# Looking for Dorpers *update page 2



## PotterWatch (Mar 24, 2012)

I am trying to find someone who has a starter flock of dorpers I can buy.  Three or four ewes would be ideal.  I can get a ram no problem, but the ewes are proving very hard to find.  I am in So. Cal, but am willing to travel to get them.


----------



## BrownSheep (Mar 24, 2012)

Found a breeder in Farmington  californiadorpers.com .
glennlandfarms.com ".......orlund ca
Checkeredpastlivestock.com"............Arbuckle ca
I don't live in California so this is just off of a google search.


----------



## PotterWatch (Mar 24, 2012)

Yeah, I've googled and emailed but haven't found anyone who actually has some to sell right now.  I just thought I would widen my search and ask on here.


----------



## PotterWatch (Mar 28, 2012)

I think I found someone in Arizona who has some.  This is part of his email, can someone help me understand what type 3 and 4 quality is?


  -- three full blood Dorper ewe  lambs @ $200 each.  They are type 3 quality, 4-5 months old.

  -- three commercial Dorper ewe lambs @ $150 each. They are type 3 quality, 8-9 months old.

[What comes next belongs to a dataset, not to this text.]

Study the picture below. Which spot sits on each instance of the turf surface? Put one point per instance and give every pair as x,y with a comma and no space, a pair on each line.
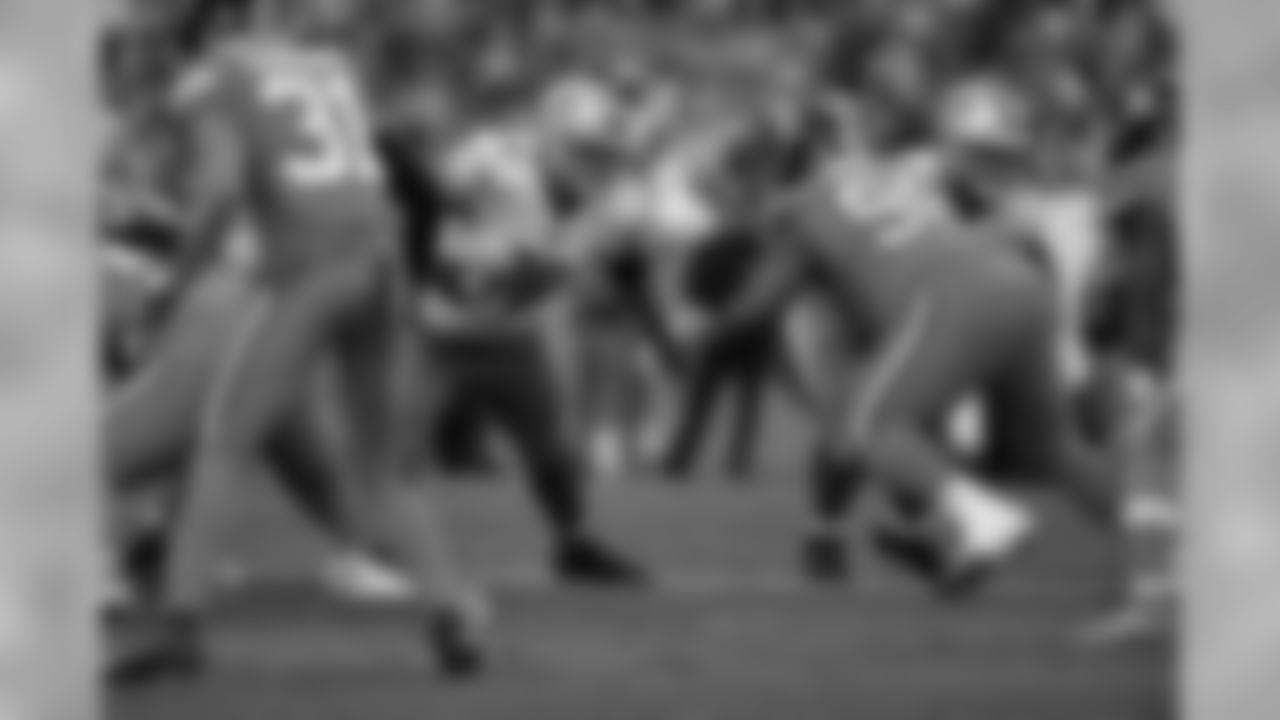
730,634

  -- four full blood Dorper ram  lambs for sale @ $300 each.  They are type 4 quality, 4-5 months old.


----------



## carolinagirl (Mar 28, 2012)

Type 5 - Very good stock, especially for Stud programs
Type 4 - Good stock for both Stud and Commercial purposes
Type 3 - Used in breeding programs though probably best in Commercial flocks 
Type 2 - Commercial standard animal
Type 1 - Cull these animals, they have several problems you don't need to reproduce


----------



## PotterWatch (Mar 28, 2012)

So if we are looking to raise them purely for meat production, not showing or anything like that, type 3 is a decent way to go?


----------



## carolinagirl (Mar 28, 2012)

yep...I think you will be fine with type 3


----------



## PotterWatch (Mar 28, 2012)

Thank you!  I asked him to send me some pictures, so I will post them here when I get them to get some opinions.  I have never had sheep so this will be a new adventure for us!


----------



## TexasShepherdess (Mar 28, 2012)

Dittot o Carolina Girl..type 3 will be fine for commercial meat production.

pictures????


----------



## PotterWatch (Mar 29, 2012)

He said he will get me some pictures this weekend.


----------



## PotterWatch (Apr 11, 2012)

I haven't gotten pictures but here is the website of the farm we are buying from.  I am excited!

http://www.abarhfarm.com/abarhfarm/Welcome.html


----------